Помимо силы, в борьбе против Константинополя Баязид использовал и интриги. В его распоряжении имелся «свой» император – Иоанн VII Палеолог, сын Андроника IV и внук Иоанна V. Но с византийцами невозможно было вести дела – они понимали только язык меча, зависшего над головой, а как только меч исчезал, начинали играть в свою игру. Весной 1390 года Иоанн VII, поддерживаемый Баязидом, смог отстранить от власти своего деда, но продержался всего пять месяцев. В 1398 году Иоанн попытался свергнуть своего дядю Мануила II, но тот сумел перетянуть его на свою сторону и Баязид остался ни с чем, точнее – остался с войском, продолжавшим осаду Константинополя… На сей раз судьба помогла византийцам, предоставив им передышку – летом 1402 года наступление войск Тимура вынудило Баязида снять осаду.
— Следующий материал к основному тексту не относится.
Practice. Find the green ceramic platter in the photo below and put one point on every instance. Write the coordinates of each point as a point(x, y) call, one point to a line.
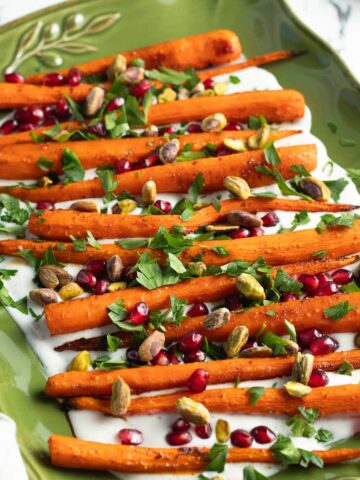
point(77, 31)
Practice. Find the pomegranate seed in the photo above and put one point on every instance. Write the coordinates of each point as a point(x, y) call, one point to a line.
point(14, 77)
point(262, 434)
point(162, 358)
point(97, 267)
point(74, 77)
point(130, 436)
point(114, 104)
point(197, 309)
point(329, 288)
point(198, 381)
point(139, 314)
point(54, 80)
point(342, 276)
point(203, 431)
point(241, 438)
point(193, 128)
point(8, 127)
point(318, 378)
point(122, 166)
point(270, 219)
point(178, 438)
point(180, 425)
point(324, 345)
point(141, 88)
point(310, 282)
point(44, 206)
point(163, 205)
point(306, 337)
point(86, 279)
point(239, 233)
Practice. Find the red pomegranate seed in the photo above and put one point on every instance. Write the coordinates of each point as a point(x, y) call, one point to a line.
point(318, 378)
point(139, 314)
point(163, 205)
point(8, 127)
point(14, 77)
point(329, 288)
point(306, 337)
point(177, 439)
point(342, 276)
point(262, 434)
point(114, 104)
point(141, 88)
point(324, 345)
point(241, 438)
point(203, 431)
point(198, 381)
point(74, 77)
point(54, 80)
point(97, 267)
point(162, 358)
point(270, 219)
point(180, 425)
point(130, 436)
point(310, 282)
point(197, 309)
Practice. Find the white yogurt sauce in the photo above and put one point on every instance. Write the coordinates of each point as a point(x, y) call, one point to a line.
point(97, 427)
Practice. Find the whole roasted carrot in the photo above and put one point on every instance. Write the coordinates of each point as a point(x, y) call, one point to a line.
point(149, 378)
point(178, 177)
point(198, 51)
point(60, 224)
point(19, 161)
point(71, 452)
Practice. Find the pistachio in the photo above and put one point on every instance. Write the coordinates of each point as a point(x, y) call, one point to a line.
point(114, 268)
point(191, 411)
point(260, 138)
point(81, 362)
point(151, 346)
point(118, 66)
point(125, 206)
point(243, 219)
point(236, 341)
point(237, 145)
point(296, 389)
point(132, 75)
point(256, 352)
point(250, 287)
point(115, 286)
point(71, 290)
point(120, 397)
point(214, 123)
point(94, 101)
point(217, 319)
point(302, 368)
point(238, 186)
point(148, 192)
point(222, 430)
point(44, 296)
point(169, 151)
point(315, 189)
point(84, 206)
point(151, 131)
point(168, 95)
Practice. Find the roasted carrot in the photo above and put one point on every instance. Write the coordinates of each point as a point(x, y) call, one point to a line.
point(198, 51)
point(178, 177)
point(19, 161)
point(71, 452)
point(149, 378)
point(60, 224)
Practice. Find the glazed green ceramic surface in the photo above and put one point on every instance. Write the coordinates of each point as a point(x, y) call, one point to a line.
point(78, 31)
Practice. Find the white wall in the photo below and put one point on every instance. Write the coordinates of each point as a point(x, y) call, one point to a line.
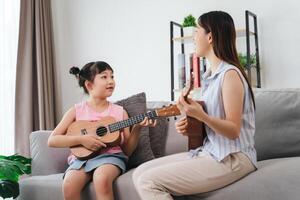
point(133, 36)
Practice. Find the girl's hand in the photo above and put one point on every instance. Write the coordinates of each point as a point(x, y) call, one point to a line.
point(181, 126)
point(192, 109)
point(147, 122)
point(92, 142)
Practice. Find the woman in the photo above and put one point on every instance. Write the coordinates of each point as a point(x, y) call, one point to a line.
point(228, 153)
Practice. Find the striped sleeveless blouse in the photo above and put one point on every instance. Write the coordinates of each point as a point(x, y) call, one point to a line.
point(216, 144)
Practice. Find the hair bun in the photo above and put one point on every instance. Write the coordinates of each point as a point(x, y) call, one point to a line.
point(74, 70)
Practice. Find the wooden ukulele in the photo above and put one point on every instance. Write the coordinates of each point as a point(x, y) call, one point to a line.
point(108, 129)
point(195, 129)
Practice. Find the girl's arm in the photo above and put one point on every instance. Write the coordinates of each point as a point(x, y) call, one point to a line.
point(59, 139)
point(131, 138)
point(233, 96)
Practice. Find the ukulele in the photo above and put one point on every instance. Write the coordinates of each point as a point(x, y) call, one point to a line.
point(195, 128)
point(108, 129)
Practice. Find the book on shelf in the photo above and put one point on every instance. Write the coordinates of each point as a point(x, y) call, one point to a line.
point(181, 71)
point(187, 64)
point(188, 67)
point(196, 71)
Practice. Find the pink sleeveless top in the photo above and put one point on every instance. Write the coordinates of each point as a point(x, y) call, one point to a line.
point(85, 112)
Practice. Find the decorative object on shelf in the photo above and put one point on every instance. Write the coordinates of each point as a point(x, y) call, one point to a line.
point(189, 24)
point(11, 167)
point(243, 60)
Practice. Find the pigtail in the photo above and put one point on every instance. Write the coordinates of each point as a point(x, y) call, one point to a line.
point(75, 71)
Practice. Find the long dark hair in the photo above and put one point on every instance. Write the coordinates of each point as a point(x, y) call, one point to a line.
point(221, 26)
point(89, 71)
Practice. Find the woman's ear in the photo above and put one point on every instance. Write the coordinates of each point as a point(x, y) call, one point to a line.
point(209, 38)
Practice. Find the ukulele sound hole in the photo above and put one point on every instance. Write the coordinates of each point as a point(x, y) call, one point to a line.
point(101, 131)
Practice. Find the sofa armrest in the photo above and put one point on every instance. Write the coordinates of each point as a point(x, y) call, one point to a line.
point(46, 160)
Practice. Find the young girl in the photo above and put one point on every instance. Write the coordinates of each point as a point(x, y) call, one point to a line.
point(228, 153)
point(97, 80)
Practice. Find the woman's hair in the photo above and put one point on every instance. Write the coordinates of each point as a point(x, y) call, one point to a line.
point(89, 71)
point(221, 26)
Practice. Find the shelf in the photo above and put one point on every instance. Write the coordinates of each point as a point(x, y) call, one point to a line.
point(242, 33)
point(185, 40)
point(189, 39)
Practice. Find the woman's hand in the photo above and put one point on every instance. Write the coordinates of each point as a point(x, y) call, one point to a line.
point(147, 122)
point(181, 126)
point(92, 142)
point(192, 109)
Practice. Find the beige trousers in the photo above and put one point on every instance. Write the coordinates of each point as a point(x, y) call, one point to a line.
point(179, 174)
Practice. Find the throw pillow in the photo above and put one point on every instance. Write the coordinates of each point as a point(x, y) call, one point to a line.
point(158, 136)
point(135, 105)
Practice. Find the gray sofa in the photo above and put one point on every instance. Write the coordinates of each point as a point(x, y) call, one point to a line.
point(277, 143)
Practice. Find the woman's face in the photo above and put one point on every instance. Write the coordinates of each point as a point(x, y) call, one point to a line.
point(202, 40)
point(103, 85)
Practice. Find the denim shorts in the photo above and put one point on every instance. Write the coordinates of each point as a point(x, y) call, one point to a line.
point(117, 159)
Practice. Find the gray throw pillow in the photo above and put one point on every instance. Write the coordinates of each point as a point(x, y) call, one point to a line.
point(158, 136)
point(135, 105)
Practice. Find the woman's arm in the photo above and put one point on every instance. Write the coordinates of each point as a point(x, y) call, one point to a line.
point(131, 138)
point(233, 96)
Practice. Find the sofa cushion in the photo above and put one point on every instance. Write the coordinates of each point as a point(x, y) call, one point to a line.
point(41, 155)
point(277, 123)
point(158, 137)
point(275, 179)
point(135, 105)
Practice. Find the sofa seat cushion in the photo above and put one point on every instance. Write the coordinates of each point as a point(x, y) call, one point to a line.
point(47, 187)
point(276, 179)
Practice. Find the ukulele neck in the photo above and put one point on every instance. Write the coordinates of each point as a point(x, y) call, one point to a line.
point(131, 121)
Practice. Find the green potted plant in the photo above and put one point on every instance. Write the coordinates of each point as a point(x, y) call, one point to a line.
point(189, 24)
point(11, 167)
point(243, 60)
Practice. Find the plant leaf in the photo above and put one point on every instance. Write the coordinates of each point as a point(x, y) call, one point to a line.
point(9, 189)
point(11, 167)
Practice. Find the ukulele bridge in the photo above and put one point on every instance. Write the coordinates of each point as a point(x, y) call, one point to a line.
point(83, 131)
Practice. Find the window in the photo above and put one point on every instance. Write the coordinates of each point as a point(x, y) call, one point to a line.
point(9, 26)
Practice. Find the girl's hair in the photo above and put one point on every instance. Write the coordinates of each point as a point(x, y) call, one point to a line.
point(89, 71)
point(221, 26)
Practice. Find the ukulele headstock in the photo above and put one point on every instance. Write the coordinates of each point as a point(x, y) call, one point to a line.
point(168, 111)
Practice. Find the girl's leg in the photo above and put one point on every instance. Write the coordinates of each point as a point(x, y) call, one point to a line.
point(191, 176)
point(74, 182)
point(103, 181)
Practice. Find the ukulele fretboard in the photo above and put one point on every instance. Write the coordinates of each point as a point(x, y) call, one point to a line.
point(131, 121)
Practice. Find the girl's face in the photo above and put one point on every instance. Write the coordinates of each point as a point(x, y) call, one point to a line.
point(103, 85)
point(202, 40)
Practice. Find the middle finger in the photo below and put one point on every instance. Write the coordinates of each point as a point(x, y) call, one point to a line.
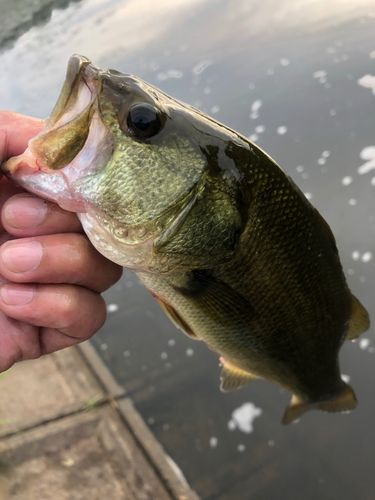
point(57, 258)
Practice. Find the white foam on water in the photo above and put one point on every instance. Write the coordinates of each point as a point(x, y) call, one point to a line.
point(367, 81)
point(171, 73)
point(366, 257)
point(347, 180)
point(320, 74)
point(112, 308)
point(260, 129)
point(243, 417)
point(201, 66)
point(284, 61)
point(213, 441)
point(367, 153)
point(364, 343)
point(282, 130)
point(256, 105)
point(356, 255)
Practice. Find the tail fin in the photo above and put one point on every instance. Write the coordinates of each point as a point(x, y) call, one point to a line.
point(359, 321)
point(345, 401)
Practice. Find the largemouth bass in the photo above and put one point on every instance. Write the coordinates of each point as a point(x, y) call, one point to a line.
point(219, 234)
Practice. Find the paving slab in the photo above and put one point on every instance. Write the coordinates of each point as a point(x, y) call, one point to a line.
point(86, 456)
point(68, 431)
point(33, 392)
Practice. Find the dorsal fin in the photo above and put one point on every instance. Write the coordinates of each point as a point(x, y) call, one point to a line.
point(345, 401)
point(233, 377)
point(359, 321)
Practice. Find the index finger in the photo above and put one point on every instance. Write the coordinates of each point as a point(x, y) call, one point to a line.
point(15, 132)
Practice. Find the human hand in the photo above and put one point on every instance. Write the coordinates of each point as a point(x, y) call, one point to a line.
point(51, 276)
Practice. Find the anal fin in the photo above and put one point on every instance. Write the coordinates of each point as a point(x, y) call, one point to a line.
point(345, 401)
point(176, 318)
point(233, 377)
point(359, 321)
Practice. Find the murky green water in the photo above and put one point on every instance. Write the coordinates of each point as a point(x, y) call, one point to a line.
point(298, 78)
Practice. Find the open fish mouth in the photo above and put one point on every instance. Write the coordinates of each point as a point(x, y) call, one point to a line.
point(67, 147)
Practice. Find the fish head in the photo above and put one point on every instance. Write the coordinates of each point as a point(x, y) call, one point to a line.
point(126, 157)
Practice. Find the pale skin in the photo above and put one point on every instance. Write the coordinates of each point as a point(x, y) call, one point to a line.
point(51, 277)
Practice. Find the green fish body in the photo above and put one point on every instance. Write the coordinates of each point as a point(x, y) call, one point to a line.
point(220, 235)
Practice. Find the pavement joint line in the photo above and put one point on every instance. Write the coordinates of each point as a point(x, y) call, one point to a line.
point(165, 468)
point(81, 409)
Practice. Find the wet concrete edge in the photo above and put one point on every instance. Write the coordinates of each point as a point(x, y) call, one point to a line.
point(163, 465)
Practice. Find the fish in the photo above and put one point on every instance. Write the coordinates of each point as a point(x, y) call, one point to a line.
point(220, 235)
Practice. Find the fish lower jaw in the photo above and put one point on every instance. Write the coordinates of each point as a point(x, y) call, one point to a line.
point(134, 257)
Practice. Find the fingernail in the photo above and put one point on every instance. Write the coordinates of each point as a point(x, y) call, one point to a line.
point(25, 211)
point(17, 295)
point(20, 257)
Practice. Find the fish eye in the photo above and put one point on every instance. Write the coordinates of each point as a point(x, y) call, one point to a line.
point(143, 121)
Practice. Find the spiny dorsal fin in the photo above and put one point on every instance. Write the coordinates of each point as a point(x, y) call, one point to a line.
point(233, 377)
point(359, 321)
point(345, 401)
point(176, 318)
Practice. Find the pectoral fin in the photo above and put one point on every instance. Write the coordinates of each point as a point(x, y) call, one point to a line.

Порой происходит нечто такое, что не поддается объяснению, не укладывается в рамки логики, но, тем не менее, оно происходит, и с этим приходится считаться. Невозможно понять, как такой мудрый и предусмотрительный правитель, как Баязид, мог недооценивать угрозу, исходившую от Тимура. Можно предположить, что султан был слишком увлечен делами на Западе и потому не уделял должного внимания Востоку, но, тем не менее, какая-то информация к нему поступала и она не могла не настораживать. В 1370 году Тимур стал верховным эмиром созданного им Турана, в 1381 году он взял Хорасан, а к концу 1387 года захватил весь Иран… Осман-основатель, да благословит его Всевышний, не знал таких темпов. Ясно же было, что Тимур силен и что он не станет останавливаться на достигнутом.
Надо отдать Тимуру должное – при всей суровости своего характера он предпочитал обходиться без войны там, где можно было договориться. Иными словами, Баязид мог бы ограничиться признанием сюзеренитета Тимура и посмотреть, что из этого выйдет, а как известно, век основанного Тимуром государства был недолог и звезда его начала закатываться уже в начале XV века, вскоре после смерти Тимура.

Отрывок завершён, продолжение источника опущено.